Communication Options

Imagine you need to make an important change to a project or procedure. How would you get your point across? Would you write a note, send an email, fill out a request? Would you deliver the information in person or on the phone? Now, imagine you need to lay someone off. Would you deliver the information in the same way?

Each communication situation calls for a specific medium of communication. These days, businesspeople have hundreds of options: phone calls, emails, instant messages, blog posts, social-media pages, webinars, letters, memos, reports, and so on. Each medium has its own strengths and weaknesses—and its best uses. It’s important to choose a medium that matches the communication situation.

This chapter provides guidelines to help you select a medium of communication that will best get your message across.

In this chapter


Analyzing the Communication Situation

The communication situation includes five elements:

1. Sender:

  • What is your role in this situation?

  • How do you want to be perceived?

2. Message:

  • What is the main point?

  • What outcome is desired?

  • How serious is the message?

3. Medium:

  • What medium best suits the situation?

  • What issues of speed, distribution, or privacy apply?

4. Receiver:

  • Who needs to receive the message?

  • What does the receiver know or need to know?

  • What does the receiver want?

5. Context:

  • What is the history and current climate of the situation?

  • What benefactors and barriers does the message have?

  • What time window exists for delivering the message and receiving responses?

When choosing a medium, you have many communication options. The medium should match your needs and those of the message, receiver, and context. The chart that follows can help you choose the best medium.


Understanding the Medium

The options for communicating lie along a continuum from quick, informal types to deliberate and formal types. The following chart shows these differences.

The Continuum of Communication

Continuum of Communication Diagram

Choose a Medium

To select an appropriate medium for your message, do the following:

  1. Put your finger down on the medium that you think might be most appropriate.

  2. Consider the options just above your finger and just below it.

  3. Move down and to the left if you need a faster, more casual medium.

  4. Move up and to the right if you need a more deliberate and formal medium.
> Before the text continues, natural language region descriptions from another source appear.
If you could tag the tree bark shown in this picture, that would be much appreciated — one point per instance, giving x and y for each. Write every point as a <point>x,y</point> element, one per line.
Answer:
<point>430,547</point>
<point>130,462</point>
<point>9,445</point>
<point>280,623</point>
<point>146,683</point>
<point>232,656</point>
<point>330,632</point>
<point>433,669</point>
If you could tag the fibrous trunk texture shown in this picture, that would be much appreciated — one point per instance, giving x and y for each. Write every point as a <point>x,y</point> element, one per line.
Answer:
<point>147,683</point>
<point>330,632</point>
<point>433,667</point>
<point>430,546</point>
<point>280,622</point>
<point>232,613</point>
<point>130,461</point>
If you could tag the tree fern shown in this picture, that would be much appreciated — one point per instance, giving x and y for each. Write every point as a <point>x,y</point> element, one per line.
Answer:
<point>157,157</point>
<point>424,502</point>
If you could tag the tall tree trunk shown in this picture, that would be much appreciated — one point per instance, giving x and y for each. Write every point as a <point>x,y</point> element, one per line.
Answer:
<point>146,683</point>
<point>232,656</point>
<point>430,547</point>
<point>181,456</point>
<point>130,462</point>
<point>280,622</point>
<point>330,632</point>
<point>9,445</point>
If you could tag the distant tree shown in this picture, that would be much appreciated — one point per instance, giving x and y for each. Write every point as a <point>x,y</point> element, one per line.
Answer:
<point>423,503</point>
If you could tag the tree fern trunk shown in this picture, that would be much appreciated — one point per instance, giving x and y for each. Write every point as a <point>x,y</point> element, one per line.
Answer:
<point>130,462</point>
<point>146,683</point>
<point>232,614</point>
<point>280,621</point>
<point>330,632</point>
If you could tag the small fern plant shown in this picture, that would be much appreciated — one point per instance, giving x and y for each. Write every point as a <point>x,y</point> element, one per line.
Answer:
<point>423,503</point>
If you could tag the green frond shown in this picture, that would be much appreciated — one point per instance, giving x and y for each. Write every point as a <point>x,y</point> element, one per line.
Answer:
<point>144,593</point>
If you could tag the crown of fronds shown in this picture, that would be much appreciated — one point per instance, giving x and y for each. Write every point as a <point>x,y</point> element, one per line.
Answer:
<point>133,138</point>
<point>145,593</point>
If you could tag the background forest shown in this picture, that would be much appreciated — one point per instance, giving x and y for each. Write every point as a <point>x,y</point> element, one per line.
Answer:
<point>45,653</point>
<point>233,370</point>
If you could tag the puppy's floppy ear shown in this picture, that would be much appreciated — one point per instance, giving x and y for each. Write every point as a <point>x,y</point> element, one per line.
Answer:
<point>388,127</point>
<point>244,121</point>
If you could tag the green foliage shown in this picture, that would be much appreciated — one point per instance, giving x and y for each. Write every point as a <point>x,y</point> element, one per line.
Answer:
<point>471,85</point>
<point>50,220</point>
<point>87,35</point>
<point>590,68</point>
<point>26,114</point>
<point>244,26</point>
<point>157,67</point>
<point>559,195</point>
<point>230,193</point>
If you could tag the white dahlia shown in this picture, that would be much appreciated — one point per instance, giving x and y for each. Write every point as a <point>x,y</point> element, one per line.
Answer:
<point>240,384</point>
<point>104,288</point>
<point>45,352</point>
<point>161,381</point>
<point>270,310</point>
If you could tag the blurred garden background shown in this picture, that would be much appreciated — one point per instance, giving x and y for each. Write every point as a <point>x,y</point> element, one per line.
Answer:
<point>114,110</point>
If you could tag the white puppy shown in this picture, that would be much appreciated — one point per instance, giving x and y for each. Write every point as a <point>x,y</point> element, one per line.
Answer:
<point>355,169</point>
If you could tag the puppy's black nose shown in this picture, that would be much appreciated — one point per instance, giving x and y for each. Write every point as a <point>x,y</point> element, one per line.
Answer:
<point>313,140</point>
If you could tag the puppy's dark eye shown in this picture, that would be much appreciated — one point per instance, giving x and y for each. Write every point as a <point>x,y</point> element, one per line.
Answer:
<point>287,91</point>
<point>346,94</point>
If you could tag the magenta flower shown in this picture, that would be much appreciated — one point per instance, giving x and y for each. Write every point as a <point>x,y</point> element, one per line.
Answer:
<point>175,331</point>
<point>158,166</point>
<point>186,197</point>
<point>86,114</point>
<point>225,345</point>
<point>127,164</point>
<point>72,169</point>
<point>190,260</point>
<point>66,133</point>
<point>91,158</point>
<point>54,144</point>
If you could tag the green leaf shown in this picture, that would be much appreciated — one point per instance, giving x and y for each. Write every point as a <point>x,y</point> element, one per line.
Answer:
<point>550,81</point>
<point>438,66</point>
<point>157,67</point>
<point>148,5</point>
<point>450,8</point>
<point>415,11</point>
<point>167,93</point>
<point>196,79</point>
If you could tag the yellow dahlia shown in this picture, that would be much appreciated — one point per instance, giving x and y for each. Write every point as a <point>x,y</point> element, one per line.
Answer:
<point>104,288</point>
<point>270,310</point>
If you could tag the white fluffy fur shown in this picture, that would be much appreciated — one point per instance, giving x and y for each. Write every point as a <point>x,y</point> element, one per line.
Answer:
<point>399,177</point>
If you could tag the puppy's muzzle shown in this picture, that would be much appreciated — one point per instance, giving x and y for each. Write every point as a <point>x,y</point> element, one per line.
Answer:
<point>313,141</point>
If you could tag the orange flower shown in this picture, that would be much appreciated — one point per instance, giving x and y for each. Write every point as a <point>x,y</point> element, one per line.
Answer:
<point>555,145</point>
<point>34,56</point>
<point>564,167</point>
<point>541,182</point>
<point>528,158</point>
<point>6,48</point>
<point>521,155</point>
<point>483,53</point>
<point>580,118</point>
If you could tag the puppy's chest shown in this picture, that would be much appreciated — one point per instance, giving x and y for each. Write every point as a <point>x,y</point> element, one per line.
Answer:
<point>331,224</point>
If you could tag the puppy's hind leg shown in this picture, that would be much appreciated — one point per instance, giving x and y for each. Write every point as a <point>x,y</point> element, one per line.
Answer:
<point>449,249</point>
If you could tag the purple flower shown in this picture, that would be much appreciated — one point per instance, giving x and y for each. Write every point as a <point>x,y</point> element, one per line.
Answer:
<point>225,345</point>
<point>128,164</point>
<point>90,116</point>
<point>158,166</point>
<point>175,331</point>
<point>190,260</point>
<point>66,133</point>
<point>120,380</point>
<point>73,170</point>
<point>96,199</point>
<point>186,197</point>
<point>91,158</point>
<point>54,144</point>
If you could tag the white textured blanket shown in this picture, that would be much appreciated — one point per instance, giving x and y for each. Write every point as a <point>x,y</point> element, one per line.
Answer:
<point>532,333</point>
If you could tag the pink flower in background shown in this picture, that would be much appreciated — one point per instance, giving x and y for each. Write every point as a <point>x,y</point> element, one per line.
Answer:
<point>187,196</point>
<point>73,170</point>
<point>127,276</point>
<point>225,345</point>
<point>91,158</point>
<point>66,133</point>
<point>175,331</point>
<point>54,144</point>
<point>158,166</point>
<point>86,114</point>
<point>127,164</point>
When you choose a medium, think also about these factors: effectiveness, speed, permanence, privacy, formality, and precedence.


Matching Medium to Message

As you select a medium of communication, keep the following pros and cons in mind.

Casual, Spontaneous Options (Face-to-Face Conversations, Text Messages, Social Media Posts, Phone Calls)



These options are fast and convenient, and they allow a quick exchange of information back and forth. They are interactive and work well for brainstorming and decision making. For example, texting someone to meet for lunch may be better than emailing the person.

These options are in the moment, which means you do not have time to think carefully about issues. For that reason, these options work best for minor or everyday subjects. Also these options may not preserve a permanent record of what was said.

Semiformal, Moderate Options (Email, Blog Posts, Meetings, Minutes, Business Letters)



These options are common, day-to-day types of communication suitable for most business applications.

Though these options may seem casual, they do leave permanent records (for example, meeting minutes). So, they require a bit more time and care.

Formal, Deliberate Options (Management Writing, Presentations, Proposals, Reports, Instructions)



These options show your best thinking. Because you have taken care as you create these types of writing, they carry the most weight. They are also most likely to be published, read by a wide audience, and preserved.

These options take work. They require focus and commitment, and they are judged most strongly because they are expected to be very well created.